Sarah Brydges Willyams, born Sarah Mendez da Costa (born before 1783 – 11 November 1863), was an English supporter and confidante of Benjamin Disraeli.

==Early life==
Sarah Mendez da Costa was the daughter of Abraham Mendez da Costa (died 1782) and his wife Elizabeth Leigh. Sarah's grandfather, Daniel Mendez da Costa, was a Sephardic Jewish merchant in Jamaica. She married Col. James Brydges Williams, commander of the Cornish militia. His nephew was Edward Brydges Willyams, a Member of Parliament and sheriff of Cornwall.

==Adulthood==
Sarah Brydges Willyams was widowed in 1820. In 1851, Mrs. Brydges Willyams was an elderly widow without children, living in Mount Braddon, Torquay. That year, she wrote to Benjamin Disraeli, asking if he would consent to be the beneficiary of her will. She had long admired him as a representative of Jewish people in England. He agreed, and in the next twelve years they corresponded regularly, about their lives and the books they were reading, and about their shared heritage: "I, like you, was not bred among my race, and was nurtured in great prejudice against them," he confessed in 1853, confident in her sympathy. Disraeli and his wife first visited Mrs. Willyams at Torquay in August 1853, and yearly thereafter until her death. They exchanged not only letters, but flowers, plant cuttings, newspapers, venison, fish, birds, and even lobster.

Charlotte von Rothschild gave an exaggerated and unflattering description of Mrs. Willyams in 1862, as "quite a miser, starves herself into a skeleton...keeps neither horses, nor carriages, nor men servants – only an enormous watchdog to protect her and her gold."

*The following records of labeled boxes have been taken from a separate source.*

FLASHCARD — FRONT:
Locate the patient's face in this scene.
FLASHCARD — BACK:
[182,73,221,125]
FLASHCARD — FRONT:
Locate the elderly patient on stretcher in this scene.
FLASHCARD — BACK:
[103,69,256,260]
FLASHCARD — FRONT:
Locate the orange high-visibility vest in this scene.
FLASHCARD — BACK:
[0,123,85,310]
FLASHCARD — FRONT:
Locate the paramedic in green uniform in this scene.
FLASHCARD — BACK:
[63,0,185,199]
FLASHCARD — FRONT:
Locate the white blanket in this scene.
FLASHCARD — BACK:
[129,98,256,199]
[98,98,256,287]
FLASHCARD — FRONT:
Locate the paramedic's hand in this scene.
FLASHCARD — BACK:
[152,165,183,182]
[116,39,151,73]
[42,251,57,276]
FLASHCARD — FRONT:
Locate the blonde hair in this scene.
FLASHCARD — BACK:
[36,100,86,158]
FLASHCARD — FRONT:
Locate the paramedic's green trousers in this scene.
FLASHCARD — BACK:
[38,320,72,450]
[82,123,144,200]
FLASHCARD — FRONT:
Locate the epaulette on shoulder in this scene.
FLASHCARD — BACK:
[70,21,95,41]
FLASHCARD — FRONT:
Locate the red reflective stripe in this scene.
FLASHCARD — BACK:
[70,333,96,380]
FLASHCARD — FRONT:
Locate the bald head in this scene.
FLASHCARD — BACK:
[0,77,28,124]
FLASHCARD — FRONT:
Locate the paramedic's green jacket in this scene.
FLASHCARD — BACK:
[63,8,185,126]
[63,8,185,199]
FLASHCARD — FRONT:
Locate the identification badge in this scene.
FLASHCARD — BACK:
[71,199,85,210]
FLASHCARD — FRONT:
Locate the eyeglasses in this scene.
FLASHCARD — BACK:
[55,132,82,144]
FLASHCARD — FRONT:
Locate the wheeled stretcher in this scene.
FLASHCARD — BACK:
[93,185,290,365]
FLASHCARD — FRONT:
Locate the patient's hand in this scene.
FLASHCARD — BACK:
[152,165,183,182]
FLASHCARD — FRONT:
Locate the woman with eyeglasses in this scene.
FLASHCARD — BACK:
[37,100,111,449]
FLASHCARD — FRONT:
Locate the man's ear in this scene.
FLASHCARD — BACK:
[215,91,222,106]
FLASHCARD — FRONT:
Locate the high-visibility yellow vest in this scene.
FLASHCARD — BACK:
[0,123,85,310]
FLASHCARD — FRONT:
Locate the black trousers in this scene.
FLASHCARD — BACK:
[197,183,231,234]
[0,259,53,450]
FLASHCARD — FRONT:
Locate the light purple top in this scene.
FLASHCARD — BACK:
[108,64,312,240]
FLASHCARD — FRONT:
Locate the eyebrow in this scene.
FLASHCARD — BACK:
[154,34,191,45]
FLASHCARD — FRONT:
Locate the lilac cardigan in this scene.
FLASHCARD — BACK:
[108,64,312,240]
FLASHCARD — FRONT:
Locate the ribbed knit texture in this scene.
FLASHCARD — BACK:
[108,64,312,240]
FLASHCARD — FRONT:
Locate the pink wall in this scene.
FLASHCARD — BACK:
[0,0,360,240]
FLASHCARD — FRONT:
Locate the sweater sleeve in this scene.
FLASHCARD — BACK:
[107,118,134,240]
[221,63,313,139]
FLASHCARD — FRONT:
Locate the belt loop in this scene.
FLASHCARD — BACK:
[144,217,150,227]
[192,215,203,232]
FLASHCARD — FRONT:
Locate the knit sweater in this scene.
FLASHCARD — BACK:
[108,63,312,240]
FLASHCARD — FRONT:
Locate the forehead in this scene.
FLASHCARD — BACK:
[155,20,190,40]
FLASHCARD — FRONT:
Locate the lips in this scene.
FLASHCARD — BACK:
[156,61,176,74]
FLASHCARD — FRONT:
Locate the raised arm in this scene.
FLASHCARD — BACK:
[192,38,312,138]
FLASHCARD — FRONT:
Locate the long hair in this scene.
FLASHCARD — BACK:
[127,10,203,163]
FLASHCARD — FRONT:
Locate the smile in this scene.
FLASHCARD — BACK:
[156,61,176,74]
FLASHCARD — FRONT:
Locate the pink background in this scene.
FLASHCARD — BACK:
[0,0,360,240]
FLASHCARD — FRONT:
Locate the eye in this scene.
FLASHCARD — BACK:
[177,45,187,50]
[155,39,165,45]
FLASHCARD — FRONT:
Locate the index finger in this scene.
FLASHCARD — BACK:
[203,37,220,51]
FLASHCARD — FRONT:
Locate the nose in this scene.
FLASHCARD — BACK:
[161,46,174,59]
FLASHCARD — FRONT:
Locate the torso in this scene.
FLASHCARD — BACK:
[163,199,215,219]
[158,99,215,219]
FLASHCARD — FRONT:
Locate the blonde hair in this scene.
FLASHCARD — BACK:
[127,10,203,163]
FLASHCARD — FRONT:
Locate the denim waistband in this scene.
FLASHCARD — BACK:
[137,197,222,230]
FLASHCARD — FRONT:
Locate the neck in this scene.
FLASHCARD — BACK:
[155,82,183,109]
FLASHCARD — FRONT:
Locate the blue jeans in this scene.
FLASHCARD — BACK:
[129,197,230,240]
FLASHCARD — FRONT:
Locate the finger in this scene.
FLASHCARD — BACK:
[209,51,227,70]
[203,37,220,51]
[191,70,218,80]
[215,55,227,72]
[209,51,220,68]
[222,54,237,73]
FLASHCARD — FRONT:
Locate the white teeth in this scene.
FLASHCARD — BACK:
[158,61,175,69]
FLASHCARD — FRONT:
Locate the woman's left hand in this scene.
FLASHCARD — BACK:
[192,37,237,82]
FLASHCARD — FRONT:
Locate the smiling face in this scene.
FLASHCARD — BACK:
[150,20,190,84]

When Sarah Brydges Willyams died in 1863, she left £30,000 to Disraeli, and her remains were buried at the church of St Michael and All Angels near Disraeli's Buckinghamshire home, Hughenden Manor. "I have lost a kind and faithful friend," Disraeli wrote on the occasion, "but I have lost her in the fulness of years, and she has made me the heir to her not inconsiderable fortune."

==Legacy==
The Roxburghe Club published the correspondence between Disraeli and Brydges Willyams as a limited-edition volume in 2006. Mrs. Brydges Willyams's 1827 villa at Mt. Braddon still stands as a private residence; it housed a restaurant called "Disraeli's" in the 1980s.